##  kicker.py Version 1.00 (module macrolib.kicker)

##  Copyright (c) 2007 Bruce Vaughan, BV Detailing & Design, Inc.

##  All rights reserved.

##  NOT FOR SALE. The software is provided "as is" without any warranty.

############################################################################

'''

/// Functions:

///     kicker_pl(bm, p1, p2, clip, grade, width, thk, finish, rotpl, sl)

///         Returns a rectangular plate object

///         The thickness reference is 'Center'

///         Point p2 defines the plate length

///         'sl' is the beam slope.

///         'rotpl' is a tuple containing the material rotation arguments

///

///     gpl_hole (rect_pl, hl_ref_pt, hl_face, x_off, y_off, bd, hs, ht, \

///               bt, quadrant, no_x, no_y, spa_x, spa_y):

///         Returns a hole object.

///         "UL" (upper left) and "LL" (lower left) indicates the hole pattern

///         work point location with respect to the hole pattern.

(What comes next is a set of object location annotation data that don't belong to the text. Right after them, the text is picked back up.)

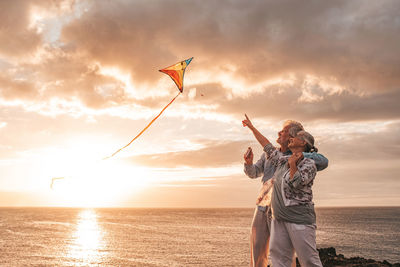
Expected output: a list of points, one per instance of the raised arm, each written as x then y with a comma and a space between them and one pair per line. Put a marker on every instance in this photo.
321, 162
260, 138
255, 170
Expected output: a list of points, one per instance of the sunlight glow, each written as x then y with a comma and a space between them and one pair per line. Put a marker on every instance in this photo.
87, 239
90, 181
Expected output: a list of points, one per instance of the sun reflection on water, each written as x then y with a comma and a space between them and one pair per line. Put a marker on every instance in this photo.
87, 245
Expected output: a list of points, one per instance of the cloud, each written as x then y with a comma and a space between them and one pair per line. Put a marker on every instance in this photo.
269, 49
260, 39
213, 154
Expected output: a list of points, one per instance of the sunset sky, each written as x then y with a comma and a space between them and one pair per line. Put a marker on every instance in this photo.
79, 79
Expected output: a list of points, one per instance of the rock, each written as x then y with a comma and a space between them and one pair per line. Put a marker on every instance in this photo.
329, 258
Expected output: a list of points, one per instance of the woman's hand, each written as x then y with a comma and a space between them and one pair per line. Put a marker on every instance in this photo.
294, 159
247, 122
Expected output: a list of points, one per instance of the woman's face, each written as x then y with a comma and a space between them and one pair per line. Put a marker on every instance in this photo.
296, 142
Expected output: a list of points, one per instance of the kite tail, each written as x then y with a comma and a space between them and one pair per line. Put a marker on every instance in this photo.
148, 125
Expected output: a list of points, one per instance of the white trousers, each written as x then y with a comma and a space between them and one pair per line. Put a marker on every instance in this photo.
259, 238
287, 237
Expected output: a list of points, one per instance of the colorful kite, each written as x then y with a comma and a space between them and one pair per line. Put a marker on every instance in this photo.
176, 72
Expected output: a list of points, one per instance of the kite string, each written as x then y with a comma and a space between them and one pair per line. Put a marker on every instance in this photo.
148, 125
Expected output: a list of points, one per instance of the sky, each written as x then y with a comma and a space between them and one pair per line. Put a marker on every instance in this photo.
79, 79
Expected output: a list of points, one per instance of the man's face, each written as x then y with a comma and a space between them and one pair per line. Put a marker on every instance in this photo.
283, 136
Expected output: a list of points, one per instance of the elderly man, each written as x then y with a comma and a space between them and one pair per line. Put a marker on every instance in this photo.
261, 225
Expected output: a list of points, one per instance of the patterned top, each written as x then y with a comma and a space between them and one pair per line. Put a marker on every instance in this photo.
298, 190
265, 168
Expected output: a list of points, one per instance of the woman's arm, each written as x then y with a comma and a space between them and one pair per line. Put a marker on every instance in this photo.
321, 162
260, 138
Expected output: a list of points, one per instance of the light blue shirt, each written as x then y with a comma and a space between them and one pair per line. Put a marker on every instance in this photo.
264, 168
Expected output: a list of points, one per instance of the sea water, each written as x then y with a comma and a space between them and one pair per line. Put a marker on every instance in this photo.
175, 237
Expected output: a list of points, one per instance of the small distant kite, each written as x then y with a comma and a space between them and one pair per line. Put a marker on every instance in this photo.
176, 72
54, 179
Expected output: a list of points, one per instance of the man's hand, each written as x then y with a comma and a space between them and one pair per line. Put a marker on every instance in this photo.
247, 122
294, 159
248, 156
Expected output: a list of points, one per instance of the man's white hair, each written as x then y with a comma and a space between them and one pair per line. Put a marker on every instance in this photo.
294, 127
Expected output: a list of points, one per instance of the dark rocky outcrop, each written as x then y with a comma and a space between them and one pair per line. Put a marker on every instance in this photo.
329, 258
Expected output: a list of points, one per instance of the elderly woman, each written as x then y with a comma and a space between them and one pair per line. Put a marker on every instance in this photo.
293, 223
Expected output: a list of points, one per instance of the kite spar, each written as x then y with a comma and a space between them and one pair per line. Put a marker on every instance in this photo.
176, 72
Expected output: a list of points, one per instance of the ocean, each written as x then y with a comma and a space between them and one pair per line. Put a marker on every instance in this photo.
175, 237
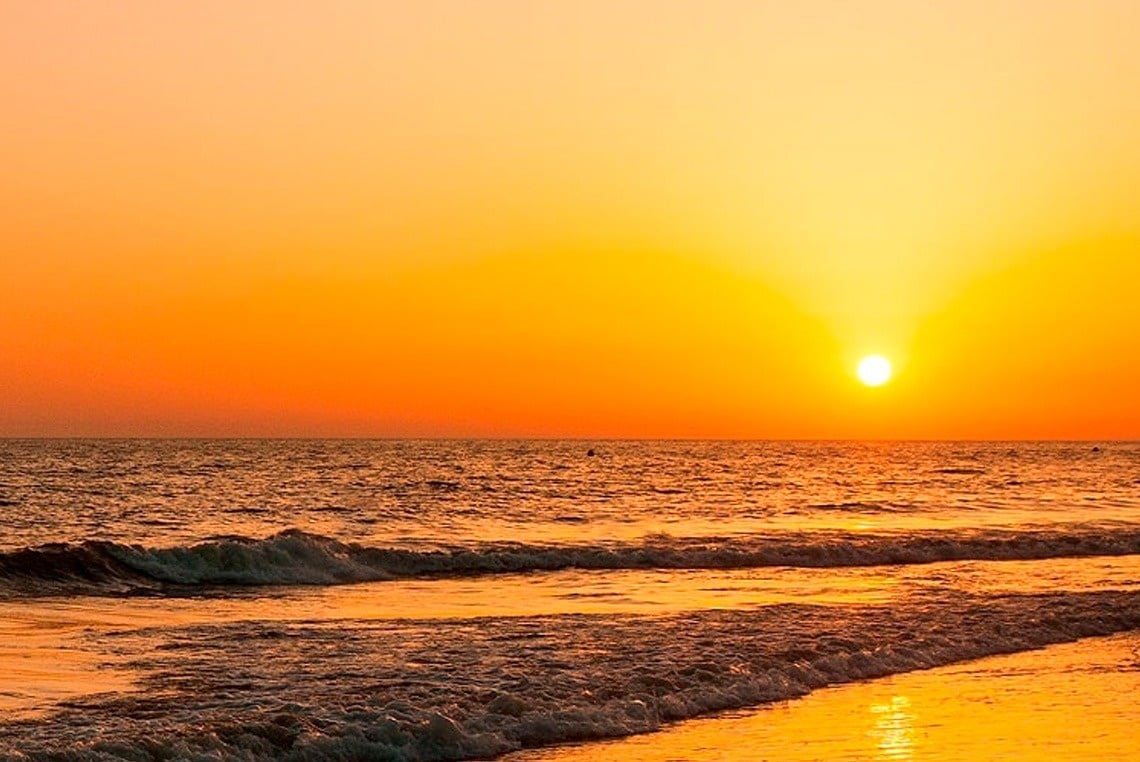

///         hole26.locate expects the pattern location with respect to the WP -

///         hence "Below Right" and "Above Right".

///         positional arguments: material object, hole reference point,

///         hole face, 'x' offset, 'y' offset, bolt diameter, slot length,

///         hole type, bolt type, quadrant ('UL', 'LL', 'UR', 'LR')+

///         (relative position tuple), number of columns (mtrl 'x' direction),

///         number of rows (mtrl 'y' direction), column spacing, row spacing

///         relative position tuple:

///             ('Above Left', 'Above Center', 'Above Right', 'Center Left', \

///              'Center', 'Center Right', 'Below Left', 'Below Center', 'Below Right')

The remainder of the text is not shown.